Dans sa notice " L’aqueduc romain de Floursies à Bavay " 1833, l’historien décrit : "des sondages qui lui ont permis de retrouver le passage souterrain de l’aqueduc à Mont Dourlers près du passage de la route d’Avesnes, le long du chemin de la Croix où la dénivellation est encore visible et dans une pâture au Trieux Gaillon". Tous ces points sont situés entre les courbes de niveau 180 et 175. Le chemin de la Croix dont il est question dans cette citation est connu aujourd'hui sous le nom de rue d'Arouzies.
Le conduit devait franchir la vallée du Ruisseau de la Braquenière pour atteindre l'autre versant au sommet duquel se situe le "Mur des Sarrasins", vestige du mur de soutènement dont le niveau supérieur est à la cote 175,3. Le conduit qu'avait supporté ce vestige culminait à la cote 176.
Il est situé 500 mètres au nord de l'église de Dourlers. Ces ruines bordent un chemin vicinal sur une vingtaine de mètres. Elles sont constituées par le remplissage intérieur d'un mur, dont les parements extérieurs ont disparu. Larges d'un mètre, elles s'élèvent à près de deux mètres au-dessus du chemin, au niveau 175,35 (planche 2
ci-dessous). Plus à l'ouest, la base de ce mur affleure dans l'axe du chemin, sur près de soixante mètres.
Au point le plus bas de la vallée, le ruisseau est à la cote de niveau 159, soit une dénivellation de 7 m.
L'absence totale de vestiges ne permet pas de décrire avec précision le procédé qu'utilisèrent les romains pour franchir cette dénivellation. S'agissait il d'un pont aqueduc ou d'un siphon?
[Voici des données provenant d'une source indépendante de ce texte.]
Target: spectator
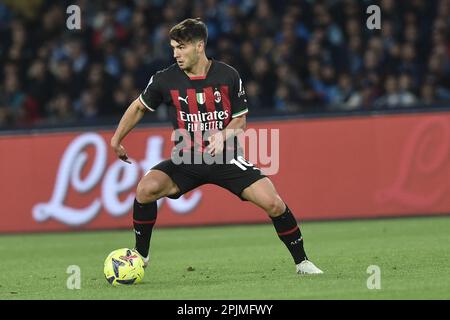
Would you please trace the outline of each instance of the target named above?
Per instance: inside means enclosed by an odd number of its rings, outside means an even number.
[[[352,78],[349,74],[343,73],[339,76],[338,85],[330,93],[331,109],[348,110],[347,102],[353,94]],[[351,109],[351,107],[350,107]]]
[[[173,62],[169,30],[191,16],[208,25],[208,56],[240,72],[252,114],[450,102],[448,0],[381,0],[379,32],[364,28],[368,2],[357,0],[79,1],[76,31],[61,4],[9,3],[0,4],[2,128],[116,122]],[[166,119],[161,110],[151,117]]]
[[[417,104],[418,99],[413,93],[412,78],[407,73],[402,73],[398,78],[399,85],[399,105],[402,107],[410,107]]]
[[[430,106],[436,101],[436,88],[431,81],[425,82],[420,88],[420,103]]]
[[[298,104],[295,103],[293,94],[286,85],[280,84],[275,91],[275,109],[281,112],[298,110]]]
[[[403,74],[399,78],[388,75],[385,84],[384,95],[375,101],[376,108],[410,107],[417,102],[417,98],[410,91],[411,77],[409,75]]]
[[[47,122],[49,124],[74,123],[76,120],[70,96],[65,93],[59,93],[52,98],[47,106]]]
[[[0,101],[2,101],[0,107],[4,109],[2,111],[4,123],[21,124],[25,116],[26,95],[20,88],[17,75],[6,76],[2,87],[0,88]]]

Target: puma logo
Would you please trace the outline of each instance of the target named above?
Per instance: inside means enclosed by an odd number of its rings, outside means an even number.
[[[303,237],[300,237],[300,239],[297,239],[295,241],[291,241],[291,246],[295,246],[296,244],[299,244],[301,241],[303,241]]]
[[[186,104],[188,104],[187,99],[188,99],[187,96],[186,96],[186,98],[178,97],[178,100],[184,101],[184,103],[186,103]]]

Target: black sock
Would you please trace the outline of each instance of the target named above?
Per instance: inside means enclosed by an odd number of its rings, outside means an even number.
[[[153,226],[156,222],[158,207],[156,201],[141,204],[134,199],[133,226],[136,236],[136,250],[143,256],[148,256]]]
[[[286,206],[286,211],[278,217],[272,218],[278,237],[284,242],[294,258],[295,264],[308,259],[303,248],[303,237],[291,210]]]

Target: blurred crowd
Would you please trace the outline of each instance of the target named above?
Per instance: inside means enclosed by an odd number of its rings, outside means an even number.
[[[66,26],[71,4],[81,30]],[[381,30],[366,26],[371,4]],[[450,103],[450,0],[4,0],[0,128],[117,121],[174,62],[168,31],[188,17],[240,72],[252,114]]]

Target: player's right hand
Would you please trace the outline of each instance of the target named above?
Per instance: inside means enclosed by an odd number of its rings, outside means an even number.
[[[111,147],[113,148],[115,154],[117,155],[117,157],[120,160],[131,164],[130,160],[128,160],[127,151],[125,150],[125,148],[121,144],[119,144],[119,145],[112,145]]]

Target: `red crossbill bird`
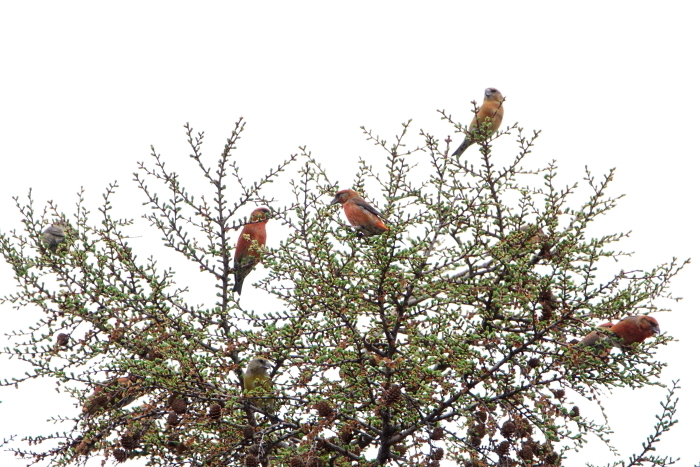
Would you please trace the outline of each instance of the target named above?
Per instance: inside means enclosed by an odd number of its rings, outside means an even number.
[[[243,289],[243,280],[250,274],[255,265],[260,262],[260,255],[265,248],[265,241],[267,240],[265,224],[267,224],[269,216],[269,209],[255,209],[250,215],[250,223],[243,227],[243,231],[238,237],[236,252],[233,255],[234,278],[236,281],[233,291],[238,292],[238,295],[241,294]]]
[[[345,211],[350,225],[357,231],[360,237],[381,235],[389,228],[382,222],[382,214],[371,204],[365,201],[354,190],[340,190],[335,194],[331,205],[340,203]]]
[[[138,396],[135,377],[114,378],[95,389],[83,405],[83,413],[91,417],[102,409],[120,409],[134,402]]]
[[[484,103],[477,109],[476,115],[469,124],[469,131],[462,144],[452,153],[453,157],[461,156],[472,143],[498,131],[503,121],[503,100],[503,94],[498,89],[486,88]]]
[[[579,342],[579,345],[605,349],[603,356],[609,353],[609,349],[605,348],[605,342],[608,340],[611,340],[612,345],[615,347],[629,350],[632,344],[640,343],[647,337],[652,337],[661,332],[656,319],[646,315],[628,316],[615,325],[605,323],[600,325],[599,328],[609,329],[612,336],[605,331],[591,331]]]
[[[56,253],[59,245],[66,241],[70,227],[65,221],[58,221],[47,227],[42,236],[41,242],[51,253]]]
[[[623,350],[630,348],[632,344],[644,341],[647,337],[659,334],[661,329],[655,318],[646,315],[628,316],[610,328],[618,339],[613,340],[615,347]]]
[[[248,362],[248,366],[243,374],[244,393],[254,393],[260,395],[265,394],[266,398],[251,397],[249,400],[258,408],[264,410],[268,414],[274,414],[275,404],[270,396],[272,394],[272,378],[268,370],[272,369],[272,363],[262,357],[253,357]]]

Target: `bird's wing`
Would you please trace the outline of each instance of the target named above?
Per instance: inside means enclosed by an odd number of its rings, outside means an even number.
[[[53,225],[51,227],[47,228],[46,230],[44,230],[44,232],[49,233],[55,237],[65,237],[66,236],[66,234],[63,232],[63,229],[61,229],[60,227],[53,226]]]
[[[367,201],[365,201],[365,200],[362,200],[362,201],[356,200],[356,201],[355,201],[355,204],[357,204],[359,207],[361,207],[361,208],[364,209],[365,211],[371,212],[372,214],[374,214],[374,215],[377,216],[377,217],[382,217],[382,218],[384,218],[384,216],[382,215],[382,213],[379,212],[379,210],[378,210],[377,208],[375,208],[374,206],[372,206],[371,204],[369,204],[369,203],[368,203]]]

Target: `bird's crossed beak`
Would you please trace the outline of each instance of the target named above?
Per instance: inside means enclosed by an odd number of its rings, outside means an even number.
[[[340,199],[338,199],[338,197],[335,196],[333,198],[333,200],[331,200],[331,204],[329,204],[329,206],[333,206],[334,204],[338,204],[338,203],[340,203]]]
[[[661,328],[659,328],[658,324],[652,324],[651,325],[651,332],[653,332],[654,334],[660,334]]]

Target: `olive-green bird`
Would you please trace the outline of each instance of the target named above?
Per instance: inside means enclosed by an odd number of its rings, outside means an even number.
[[[255,394],[264,397],[249,397],[249,400],[259,409],[270,415],[275,413],[275,402],[272,399],[272,379],[268,370],[272,369],[272,363],[262,357],[253,357],[243,374],[244,394]]]

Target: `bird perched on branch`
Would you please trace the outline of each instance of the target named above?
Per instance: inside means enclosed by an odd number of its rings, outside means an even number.
[[[503,94],[496,88],[486,88],[484,103],[476,110],[469,131],[453,157],[459,157],[472,143],[481,141],[498,131],[503,121]]]
[[[613,323],[601,324],[598,326],[600,331],[598,329],[594,329],[593,331],[589,332],[586,334],[586,337],[581,339],[578,345],[581,347],[593,347],[595,352],[601,357],[607,357],[610,353],[610,346],[606,346],[605,342],[610,339],[610,334],[604,330],[610,330],[611,327],[613,327]]]
[[[641,343],[647,337],[659,334],[659,322],[655,318],[646,315],[628,316],[610,328],[618,339],[613,340],[613,345],[623,350],[629,350],[634,343]]]
[[[236,242],[236,251],[233,255],[233,269],[235,285],[234,292],[241,294],[243,280],[250,274],[256,264],[260,262],[260,255],[265,249],[267,232],[265,224],[270,216],[267,208],[257,208],[250,215],[250,222],[243,227],[241,235]]]
[[[340,190],[335,194],[331,205],[340,203],[350,225],[359,237],[371,237],[387,232],[389,228],[382,221],[382,213],[365,201],[355,190]]]
[[[658,321],[646,315],[628,316],[617,324],[605,323],[600,325],[599,328],[608,329],[612,335],[604,330],[591,331],[578,345],[604,349],[602,351],[603,356],[609,353],[609,347],[605,347],[605,343],[608,340],[615,347],[622,350],[630,350],[632,344],[641,343],[646,338],[661,332]]]
[[[69,229],[70,226],[66,221],[55,222],[44,230],[41,236],[41,242],[51,253],[56,253],[59,246],[65,243]],[[65,245],[63,245],[61,249],[65,249]]]
[[[275,404],[271,399],[272,378],[268,370],[272,369],[272,363],[262,357],[253,357],[243,374],[244,393],[265,395],[267,397],[250,397],[250,402],[270,415],[275,412]]]
[[[510,232],[503,240],[491,249],[491,253],[498,259],[507,259],[510,257],[521,257],[524,254],[531,253],[533,250],[545,248],[546,240],[544,231],[533,224],[525,224],[517,230]]]
[[[135,376],[114,378],[95,388],[83,405],[83,413],[91,417],[102,409],[120,409],[134,402],[141,394]]]

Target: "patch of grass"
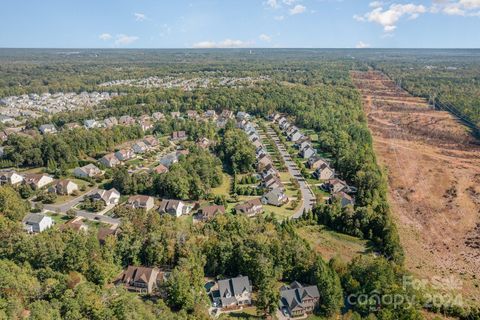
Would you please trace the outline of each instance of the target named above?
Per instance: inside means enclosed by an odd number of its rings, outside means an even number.
[[[262,317],[257,316],[257,309],[255,307],[247,307],[242,310],[232,311],[230,313],[225,313],[220,315],[219,319],[262,319]]]
[[[62,225],[70,220],[70,218],[68,218],[66,215],[55,212],[48,212],[47,216],[51,217],[56,225]]]
[[[230,195],[230,186],[231,186],[231,180],[232,180],[232,177],[230,177],[230,175],[228,175],[227,173],[223,173],[223,180],[222,180],[222,184],[219,185],[218,187],[216,188],[213,188],[212,189],[212,193],[216,196],[225,196],[225,197],[229,197]]]
[[[369,252],[366,240],[328,230],[324,226],[303,226],[297,228],[297,232],[327,260],[338,256],[348,262],[358,255]]]

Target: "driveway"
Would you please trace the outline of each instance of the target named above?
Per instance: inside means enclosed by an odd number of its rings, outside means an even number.
[[[305,178],[300,173],[300,169],[298,168],[295,161],[293,161],[290,154],[287,152],[287,149],[280,141],[277,133],[268,126],[267,128],[268,135],[272,138],[273,142],[278,148],[280,155],[282,156],[283,160],[285,161],[285,165],[287,166],[288,172],[292,177],[294,177],[298,181],[298,185],[300,186],[300,191],[302,192],[302,203],[300,208],[292,215],[292,219],[298,219],[302,216],[303,212],[312,210],[313,205],[315,204],[315,195],[313,194],[310,186],[305,181]]]
[[[43,205],[43,208],[45,210],[53,211],[57,213],[66,213],[68,210],[70,210],[71,208],[79,204],[85,196],[89,196],[97,191],[98,191],[98,188],[95,187],[92,190],[88,191],[87,193],[82,194],[81,196],[78,196],[72,200],[69,200],[67,202],[60,203],[60,204],[45,204]]]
Les romains connaissaient le principe des vases communicants et maîtrisaient parfaitement la technique d'utilisation du siphon.
Cette dénivellation n'a pu poser le moindre problème aux hydrologues romains, sachant que l'aqueduc d'Alatri à 70 km de Rome construit en 90 avant JC comportait un siphon ayant une flèche de 100 m.
Il s'agissait donc probablement d'un siphon constitué de tubes de plomb, enjambant le ruisseau et qui épousait la dépression de la vallée.
Coupe de l'aqueduc à Dourlers par Chevalier.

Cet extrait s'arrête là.